According to Vega, who together with Suicide keyboardist Martin Rev antagonized a generation of guitar-wielding punks in the Seventies and laid the groundwork for the wave of synth-based bands that followed, a new record was in some ways “inevitable,” but would have been impossible earlier. “Before September 11th,” Vega says, “we had started a new album after ten years of not doing anything. And all of a sudden, after the attacks, we just couldn’t do it the same way. I couldn’t sing to the music in the same way.”
“The circumstances of the world changed,” Rev explains. “We always had some feeling about that, though, and in some ways now it’s closer to what we were instinctively feeling and saying all along. That things weren’t right in some way.”
To foreshadow the upcoming release, and to mark the closing of Vega’s sculpture installation “Collision Drive,” the pair characteristically strutted and spasmed their way through a set of primarily new songs last month at downtown New York City gallery Deitch Projects. The set was in some ways a return to roots for the two, who began their career together more than thirty years ago in a similarly cement-floored downtown loft.
But in other ways the show could not have been more different from the aggressively antagonistic live gigs Suicide have since been mythologized for.
“There were things about that gig that smacked of our old shows,” Rev says, “like the concrete floors, the big open space, the art. But it’s never going to be exactly the same. Ironically, the stage is one of the sanest places in the world. It’s one of the most relaxing, freest places. It’s like a vacation now.”
“Years ago they were throwing all kinds of things at us,” Vega picks up. “I’ve had concussions, had my nose broken by skinheads in England. Now when we do a gig we think maybe we can get out alive. And sometimes it used to be doubtful. We were truly hated.”

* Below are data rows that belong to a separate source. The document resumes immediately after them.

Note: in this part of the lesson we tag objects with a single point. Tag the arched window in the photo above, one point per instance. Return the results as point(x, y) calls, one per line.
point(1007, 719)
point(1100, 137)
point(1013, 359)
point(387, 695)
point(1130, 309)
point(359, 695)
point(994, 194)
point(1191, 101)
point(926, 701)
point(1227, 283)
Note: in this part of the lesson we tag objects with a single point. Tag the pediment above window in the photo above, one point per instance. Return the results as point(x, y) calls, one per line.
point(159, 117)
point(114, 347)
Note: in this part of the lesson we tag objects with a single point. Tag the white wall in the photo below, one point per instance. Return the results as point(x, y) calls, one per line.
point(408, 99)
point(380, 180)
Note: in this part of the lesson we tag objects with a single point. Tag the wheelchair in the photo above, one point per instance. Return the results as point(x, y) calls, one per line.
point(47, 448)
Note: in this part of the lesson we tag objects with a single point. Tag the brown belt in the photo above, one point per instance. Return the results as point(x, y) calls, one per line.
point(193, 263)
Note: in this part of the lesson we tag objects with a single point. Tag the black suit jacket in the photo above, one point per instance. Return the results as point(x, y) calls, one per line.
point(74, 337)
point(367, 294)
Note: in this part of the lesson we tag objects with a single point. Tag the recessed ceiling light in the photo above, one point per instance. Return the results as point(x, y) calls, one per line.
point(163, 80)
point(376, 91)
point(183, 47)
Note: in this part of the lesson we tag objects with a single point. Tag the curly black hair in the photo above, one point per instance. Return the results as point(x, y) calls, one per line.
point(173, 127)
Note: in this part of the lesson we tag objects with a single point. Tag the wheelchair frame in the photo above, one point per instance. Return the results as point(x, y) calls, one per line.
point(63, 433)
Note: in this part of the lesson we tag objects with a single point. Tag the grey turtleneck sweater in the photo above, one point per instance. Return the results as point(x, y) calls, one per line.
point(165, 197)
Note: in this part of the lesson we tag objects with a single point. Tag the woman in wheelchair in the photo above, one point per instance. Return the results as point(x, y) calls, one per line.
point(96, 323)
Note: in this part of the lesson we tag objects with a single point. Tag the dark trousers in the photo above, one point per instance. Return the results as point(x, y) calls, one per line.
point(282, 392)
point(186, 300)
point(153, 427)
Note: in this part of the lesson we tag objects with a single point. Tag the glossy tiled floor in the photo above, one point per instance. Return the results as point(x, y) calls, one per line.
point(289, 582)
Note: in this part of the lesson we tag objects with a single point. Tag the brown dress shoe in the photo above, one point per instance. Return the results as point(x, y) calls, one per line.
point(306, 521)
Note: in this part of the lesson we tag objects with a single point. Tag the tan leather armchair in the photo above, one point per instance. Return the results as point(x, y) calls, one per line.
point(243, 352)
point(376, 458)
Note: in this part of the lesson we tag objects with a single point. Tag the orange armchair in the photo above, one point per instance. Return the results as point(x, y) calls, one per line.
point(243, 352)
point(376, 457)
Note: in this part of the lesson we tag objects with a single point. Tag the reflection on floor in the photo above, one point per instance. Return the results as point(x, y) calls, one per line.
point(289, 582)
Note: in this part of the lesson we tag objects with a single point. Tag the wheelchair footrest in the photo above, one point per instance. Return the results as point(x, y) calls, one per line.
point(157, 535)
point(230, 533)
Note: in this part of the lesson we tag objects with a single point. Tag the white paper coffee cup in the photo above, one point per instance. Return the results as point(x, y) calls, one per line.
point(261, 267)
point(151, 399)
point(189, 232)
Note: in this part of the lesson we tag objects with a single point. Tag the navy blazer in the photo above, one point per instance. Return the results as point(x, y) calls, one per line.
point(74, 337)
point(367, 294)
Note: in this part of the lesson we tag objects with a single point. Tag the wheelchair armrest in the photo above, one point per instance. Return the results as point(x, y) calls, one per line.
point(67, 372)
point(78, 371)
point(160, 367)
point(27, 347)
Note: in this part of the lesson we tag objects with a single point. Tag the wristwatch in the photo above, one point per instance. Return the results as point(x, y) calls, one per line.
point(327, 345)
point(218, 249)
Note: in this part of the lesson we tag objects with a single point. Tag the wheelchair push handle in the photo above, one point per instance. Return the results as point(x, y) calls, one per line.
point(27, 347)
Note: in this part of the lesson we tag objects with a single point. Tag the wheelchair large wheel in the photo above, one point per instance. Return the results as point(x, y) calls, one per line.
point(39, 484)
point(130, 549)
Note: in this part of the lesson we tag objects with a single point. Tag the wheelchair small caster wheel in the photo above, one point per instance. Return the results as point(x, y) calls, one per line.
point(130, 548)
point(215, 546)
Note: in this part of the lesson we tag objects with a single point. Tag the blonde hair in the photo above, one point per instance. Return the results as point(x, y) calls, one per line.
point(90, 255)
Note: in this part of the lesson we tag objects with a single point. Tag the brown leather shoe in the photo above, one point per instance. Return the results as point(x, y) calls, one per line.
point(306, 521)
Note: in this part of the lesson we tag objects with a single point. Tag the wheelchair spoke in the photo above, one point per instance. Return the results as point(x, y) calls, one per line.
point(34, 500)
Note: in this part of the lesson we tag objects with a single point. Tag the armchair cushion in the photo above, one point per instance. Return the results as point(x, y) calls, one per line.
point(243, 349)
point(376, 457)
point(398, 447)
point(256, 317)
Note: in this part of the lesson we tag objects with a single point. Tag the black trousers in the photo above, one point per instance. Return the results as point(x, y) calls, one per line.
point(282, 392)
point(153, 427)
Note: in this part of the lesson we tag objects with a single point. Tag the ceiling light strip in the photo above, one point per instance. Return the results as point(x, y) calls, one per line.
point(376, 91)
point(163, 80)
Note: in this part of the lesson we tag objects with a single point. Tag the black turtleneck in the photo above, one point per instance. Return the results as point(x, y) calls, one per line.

But no longer. On the strength of two tremendously original self-titled albums, from 1977 and 1980, both recently augmented with rarities and reissued by Mute Records, Suicide have been canonized by the successive generation of New York City indie/art bands. Those groups — from Luna to A.R.E. Weapons — have in turn whet mainstream appetites for the New York City Punk aesthetic and lore. As a result, Suicide are now firmly a piece of punk’s romanticized creation story, and readily referenced, if rarely understood. So any music they make now or in the future — e.g., their forthcoming album — inevitably originates in a cultural place far different from where they began: From somewhere within not only the “acceptable” but also the “elite”; from somewhere not unlike exclusive downtown art gallery. And it is released to a knowing, open-armed audience.
“People come to our shows now because they know of us and they like us,” Rev says. “In the early days, the audience didn’t know anything, and they expected us to be this five-piece guitar band, just because that’s what they were used to. We were hitting them on all these levels of surprise.”
But Rev insists that the band has changed neither with nor for its audience. “Now people just expect us to be ourselves, which is easier. It makes us freer to do the things we want to do . . . We never played for the audience. We played to give the audience what we wanted to give them, what we wanted to hear. We were doing what worked for us then, and now we’re doing what works for us now.”
The opener at Deitch, a new song called “Wipeout Beach,” leaned heavily on a kicked-out R&B beat, and proved that what works for Suicide now is not so unlike what worked for them on classics like “Cheree,” “Frankie Teardrop,” and “Ghost Rider” — the only old song dusted off for the occasion.